Telephone numbers in Slovenia

Location
- Country: Slovenia
- Continent: Europe

Access codes
- Country code: +386
- International access: 00
- Long-distance: 0

= Telephone numbers in Slovenia =

Slovenia received a new country code following the breakup of the Socialist Federal Republic of Yugoslavia in 1991 (which previously had +38 as country code). Additionally, the Ipko mobile phone company in Kosovo used the +386 country code.

==Number length==

All telephone numbers are 9 digits long (trunk prefix, 0, plus eight numbers). The first one, two, or three digits after the trunk prefix are the area code. The possible formats are: (0x) xxx xx xx, (0xx) xxx xxx, and (0xxx) xx xxx.

Originally, there was only one provider of landline telephony, Telekom Slovenije.

When making a call within the same landline area (Telekom), the area code is omitted. If a number has been transferred to another operator (e.g. T-2), it can still be reached without the area code; but to call from a transferred number, the area code must be dialed in all cases. Examples:

- 01 xxx xx xx (Telekom) to 01 xxx xx xx (Telekom) dials xxx xx xx
- 01 xxx xx xx (Telekom) to 01 xxx xx xx (T-2) dials xxx xx xx
- 01 xxx xx xx (T-2) to 01 xxx xx xx (Telekom or T-2) dials 01 xxx xx xx.

This does not apply for mobile phone numbers and VoIP numbers, where the area code must always be dialed.

==Example for calling==
The international call prefix depends on the country you are calling from; e.g., 00 for most European countries, and 011 from North America. For domestic calls (within the country), 0 must be dialed before the area code. The prefix for international calls from Slovenia is 00 (e.g., for a United States number 00 1 ... should be dialled).
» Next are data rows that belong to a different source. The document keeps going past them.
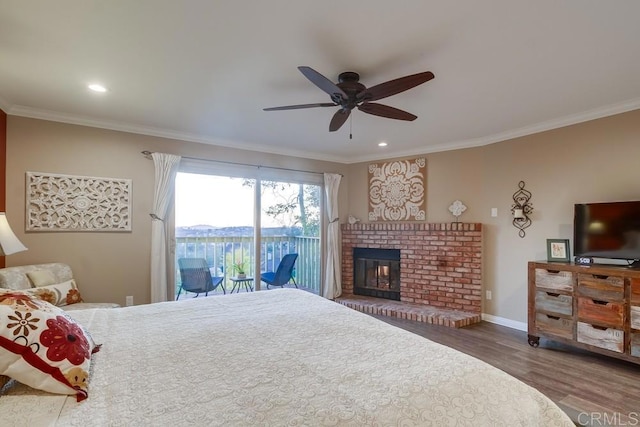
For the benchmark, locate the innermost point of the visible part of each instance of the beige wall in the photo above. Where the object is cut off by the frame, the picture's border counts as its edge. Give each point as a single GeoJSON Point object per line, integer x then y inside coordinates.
{"type": "Point", "coordinates": [108, 266]}
{"type": "Point", "coordinates": [588, 162]}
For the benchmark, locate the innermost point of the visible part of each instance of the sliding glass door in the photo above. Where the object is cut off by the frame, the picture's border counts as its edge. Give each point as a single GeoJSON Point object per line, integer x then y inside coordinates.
{"type": "Point", "coordinates": [244, 226]}
{"type": "Point", "coordinates": [290, 219]}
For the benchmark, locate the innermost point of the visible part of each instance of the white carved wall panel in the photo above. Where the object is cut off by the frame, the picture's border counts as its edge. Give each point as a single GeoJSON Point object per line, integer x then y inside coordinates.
{"type": "Point", "coordinates": [77, 203]}
{"type": "Point", "coordinates": [397, 190]}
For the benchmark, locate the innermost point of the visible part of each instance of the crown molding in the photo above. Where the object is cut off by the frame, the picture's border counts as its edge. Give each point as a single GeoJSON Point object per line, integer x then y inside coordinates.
{"type": "Point", "coordinates": [585, 116]}
{"type": "Point", "coordinates": [4, 105]}
{"type": "Point", "coordinates": [569, 120]}
{"type": "Point", "coordinates": [55, 116]}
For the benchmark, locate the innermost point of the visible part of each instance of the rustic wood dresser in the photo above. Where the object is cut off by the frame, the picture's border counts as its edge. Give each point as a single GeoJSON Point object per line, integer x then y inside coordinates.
{"type": "Point", "coordinates": [594, 307]}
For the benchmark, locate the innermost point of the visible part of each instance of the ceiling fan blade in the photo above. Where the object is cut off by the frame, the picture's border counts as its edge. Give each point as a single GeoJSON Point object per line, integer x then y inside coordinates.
{"type": "Point", "coordinates": [338, 119]}
{"type": "Point", "coordinates": [393, 87]}
{"type": "Point", "coordinates": [386, 111]}
{"type": "Point", "coordinates": [297, 107]}
{"type": "Point", "coordinates": [322, 82]}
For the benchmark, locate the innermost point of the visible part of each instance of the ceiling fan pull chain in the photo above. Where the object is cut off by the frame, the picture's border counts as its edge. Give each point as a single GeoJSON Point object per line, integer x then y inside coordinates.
{"type": "Point", "coordinates": [350, 126]}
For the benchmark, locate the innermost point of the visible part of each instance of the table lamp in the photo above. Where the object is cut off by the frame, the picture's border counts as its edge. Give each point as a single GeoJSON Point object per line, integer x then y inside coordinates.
{"type": "Point", "coordinates": [9, 243]}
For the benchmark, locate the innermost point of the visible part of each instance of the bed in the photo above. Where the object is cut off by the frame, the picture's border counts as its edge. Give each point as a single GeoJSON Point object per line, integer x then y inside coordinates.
{"type": "Point", "coordinates": [274, 358]}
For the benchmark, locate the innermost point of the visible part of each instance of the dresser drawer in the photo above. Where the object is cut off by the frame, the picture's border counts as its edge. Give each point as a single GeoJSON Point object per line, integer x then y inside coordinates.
{"type": "Point", "coordinates": [635, 317]}
{"type": "Point", "coordinates": [607, 338]}
{"type": "Point", "coordinates": [601, 287]}
{"type": "Point", "coordinates": [601, 312]}
{"type": "Point", "coordinates": [553, 303]}
{"type": "Point", "coordinates": [634, 295]}
{"type": "Point", "coordinates": [635, 344]}
{"type": "Point", "coordinates": [553, 279]}
{"type": "Point", "coordinates": [555, 325]}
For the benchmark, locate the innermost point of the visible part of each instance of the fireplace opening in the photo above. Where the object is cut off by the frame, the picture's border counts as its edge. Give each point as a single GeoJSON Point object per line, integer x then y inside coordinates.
{"type": "Point", "coordinates": [376, 272]}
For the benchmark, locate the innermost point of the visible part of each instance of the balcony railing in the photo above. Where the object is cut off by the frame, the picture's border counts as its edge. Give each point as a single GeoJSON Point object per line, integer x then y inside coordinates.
{"type": "Point", "coordinates": [222, 253]}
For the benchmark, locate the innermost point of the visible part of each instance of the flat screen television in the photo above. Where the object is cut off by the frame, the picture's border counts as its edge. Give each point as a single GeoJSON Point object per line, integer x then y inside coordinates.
{"type": "Point", "coordinates": [607, 230]}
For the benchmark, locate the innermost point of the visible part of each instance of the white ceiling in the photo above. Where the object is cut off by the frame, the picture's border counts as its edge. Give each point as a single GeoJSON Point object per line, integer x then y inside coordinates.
{"type": "Point", "coordinates": [202, 70]}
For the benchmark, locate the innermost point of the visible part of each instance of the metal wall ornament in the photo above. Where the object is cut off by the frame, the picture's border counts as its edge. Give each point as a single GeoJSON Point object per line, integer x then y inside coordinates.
{"type": "Point", "coordinates": [56, 202]}
{"type": "Point", "coordinates": [521, 209]}
{"type": "Point", "coordinates": [457, 208]}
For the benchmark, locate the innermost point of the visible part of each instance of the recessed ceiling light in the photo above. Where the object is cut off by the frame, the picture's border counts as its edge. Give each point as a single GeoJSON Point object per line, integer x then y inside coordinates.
{"type": "Point", "coordinates": [97, 88]}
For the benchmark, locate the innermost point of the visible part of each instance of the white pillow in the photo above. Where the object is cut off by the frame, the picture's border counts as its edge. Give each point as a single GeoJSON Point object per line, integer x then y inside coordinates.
{"type": "Point", "coordinates": [41, 277]}
{"type": "Point", "coordinates": [60, 294]}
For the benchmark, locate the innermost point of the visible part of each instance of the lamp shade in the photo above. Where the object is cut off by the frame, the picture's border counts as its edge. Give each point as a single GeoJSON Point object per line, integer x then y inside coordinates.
{"type": "Point", "coordinates": [9, 243]}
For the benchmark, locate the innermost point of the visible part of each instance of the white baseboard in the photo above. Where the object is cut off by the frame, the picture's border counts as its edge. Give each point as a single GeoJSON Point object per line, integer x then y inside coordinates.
{"type": "Point", "coordinates": [513, 324]}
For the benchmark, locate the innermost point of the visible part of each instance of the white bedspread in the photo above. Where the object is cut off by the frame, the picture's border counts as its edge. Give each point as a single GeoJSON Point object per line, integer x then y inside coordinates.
{"type": "Point", "coordinates": [275, 358]}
An example for calling telephones in Ljubljana is as follows:

- xxx xx xx (within Ljubljana)
- 01 xxx xx xx (within Slovenia)
- +386 1 xxx xx xx (outside Slovenia)

==List of area codes==
The list of areas, grouped into historic and geographic larger regions:

| No. | Area^{1} | Code |
Landlines^{2}
| 1. | Ljubljana | 01 |
| 2. | Maribor, Murska Sobota, Ravne na Koroškem | 02 |
| 3. | Celje, Trbovlje | 03 |
| 4. | Kranj | 04 |
| 5. | Koper, Postojna, Nova Gorica | 05 |
| 6. | Novo Mesto, Krško | 07 | |
Mobile phone numbers^{2}
| 7. | A1 (including Bob, HoT – Hofer Telekom, Ventocom) | 030, 040, 068, 069 |
| 8. | Telekom Slovenije (including Izimobil, Spar Mobil, Hip Mobil, SoftNET Mobil) | 031, 041, 051, 065 |
| 9. | Telemach | 070, 071 |
| 10. | T-2 | 064 |
| 11. | Mega M | 065 |
VoIP^{2}
| 11. | Various providers | 059 (Telekom Slovenije), 081, 082, 083 (Telemach) |
Special numbers^{3}
| 12. | Toll free numbers | 080 |
| 13. | Televoting | 089 | |
| 14. | Commercial numbers | 090 |
| 15. | Fire brigade, ambulance, civil protection | 112 | |
| 16. | Police | 113 | |

^{1}Prior to 2000, the area codes were as follows: Ljubljana – 061, Trbovlje – 0601, Maribor – 062, Ravne na Koroškem – 0602, Celje – 063, Kranj – 064, Nova Gorica – 065, Koper – 066, Postojna – 067, Novo Mesto – 068, Krško – 0608, Murska Sobota – 069.

^{2} Calling codes in the table are assigned to new customers by the respective provider. However, it has been possible to change the operator and retain the old calling code (along with the rest of the phone number) since 2006. Calling codes do not necessary reflect the operator, but it is not possible to transfer a mobile number to a land-based operator and vice versa.

^{3} Until 31 December 1996, the emergency numbers were: Police – 92, Fire brigade – 93, Ambulance – 94, Civil protection – 985.